Scene set for first NZ-Melanesia Symposium
PRESS RELEASE
Sir Rabbie Namaliu to set the scene for first NZ-Melanesia Symposium
For immediate release - Friday 12 September 2008:
(Wellington, NZ) Former Papua New Guinea Prime Minister Sir Rabbie Namaliu is guest of honour at a ground-breaking event aimed at tackling New Zealand’s relationship with Melanesia. He will present the opening keynote to an inaugural New Zealand-Melanesia Symposium this month hosted by the Pacific Cooperation Foundation.
The ‘Tok-Talanoa: Pathways to the Future’ theme of the Symposium on Monday 29th and Tuesday 30th September in Wellington, aims to raise issues on which New Zealand is tipped to strengthen links with the Melanesian sub-region.
The Symposium opening on the evening of the 29th will be followed by a full day of discussion on political and regional relationships, economic development, security and governance, and cultural frameworks.
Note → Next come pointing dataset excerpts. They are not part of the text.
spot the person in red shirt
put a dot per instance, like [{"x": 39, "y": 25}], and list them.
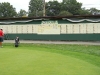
[{"x": 1, "y": 37}]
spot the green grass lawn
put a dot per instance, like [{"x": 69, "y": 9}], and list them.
[{"x": 49, "y": 59}]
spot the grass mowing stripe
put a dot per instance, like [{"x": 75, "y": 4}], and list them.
[{"x": 38, "y": 61}]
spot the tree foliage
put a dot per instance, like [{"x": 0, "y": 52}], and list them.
[
  {"x": 53, "y": 8},
  {"x": 7, "y": 10},
  {"x": 35, "y": 6},
  {"x": 71, "y": 6},
  {"x": 22, "y": 13}
]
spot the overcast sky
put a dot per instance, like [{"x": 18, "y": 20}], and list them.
[{"x": 23, "y": 4}]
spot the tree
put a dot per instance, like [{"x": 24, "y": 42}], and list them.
[
  {"x": 71, "y": 6},
  {"x": 35, "y": 6},
  {"x": 7, "y": 10},
  {"x": 22, "y": 13},
  {"x": 53, "y": 8}
]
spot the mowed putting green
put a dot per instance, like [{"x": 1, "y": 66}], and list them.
[{"x": 37, "y": 61}]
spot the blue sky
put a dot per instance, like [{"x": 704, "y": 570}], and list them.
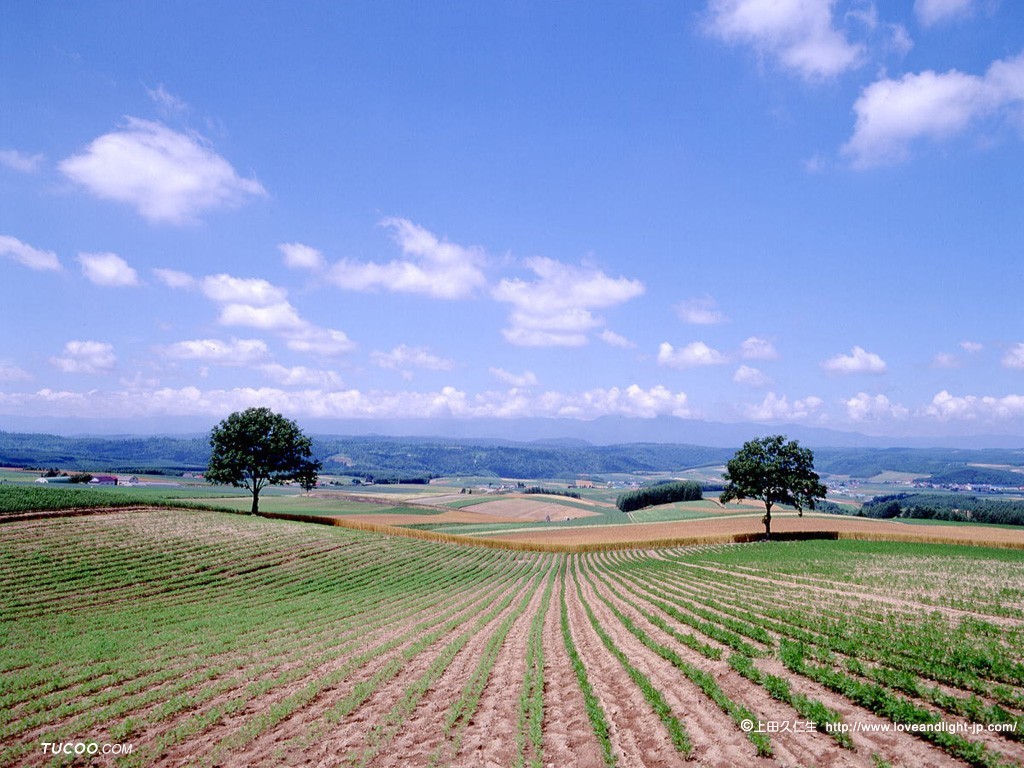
[{"x": 782, "y": 212}]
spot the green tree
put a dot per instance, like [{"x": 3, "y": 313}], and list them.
[
  {"x": 775, "y": 472},
  {"x": 256, "y": 448}
]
Sir Peter Kenilorea, the first Prime Minister of the Solomon Islands and its current Speaker of Parliament also forms part of the Symposium line-up, alongside New Zealand’s first Maori Governor General, Sir Paul Reeves. Fiji’s former trade maestro and diplomat Kaliopate Tavola, who retired under the former Qarase government while he was in charge of Foreign Affairs, will lead a session on economic development while Pacific development expert Paul Roughan will chair a session on security and governance featuring former Papua New Guinea High Commissioner to New Zealand Bernard Narokobi as the key speaker.
While Polynesian communities and nations take up much of the Pacific agenda in-country, it is the Melanesian sub-region of Fiji, Vanuatu, the Solomon Islands, Papua New Guinea and New Caledonia which is home to over 8.3million of the Pacific’s total 9.5million people; along with the same lions share of natural resources and development challenges.
The Symposium programme is aimed at getting to the heart of what role New Zealand, given its own new initiatives with migrant labour from the region and a new strategy for Pacific development, will take with Melanesia. Other leading guests and invited speakers include Vanuatu’s Motarilavoa Hilda Lini, Fiji’s Alumita Durutalo, and Christophe Sand of New Caledonia.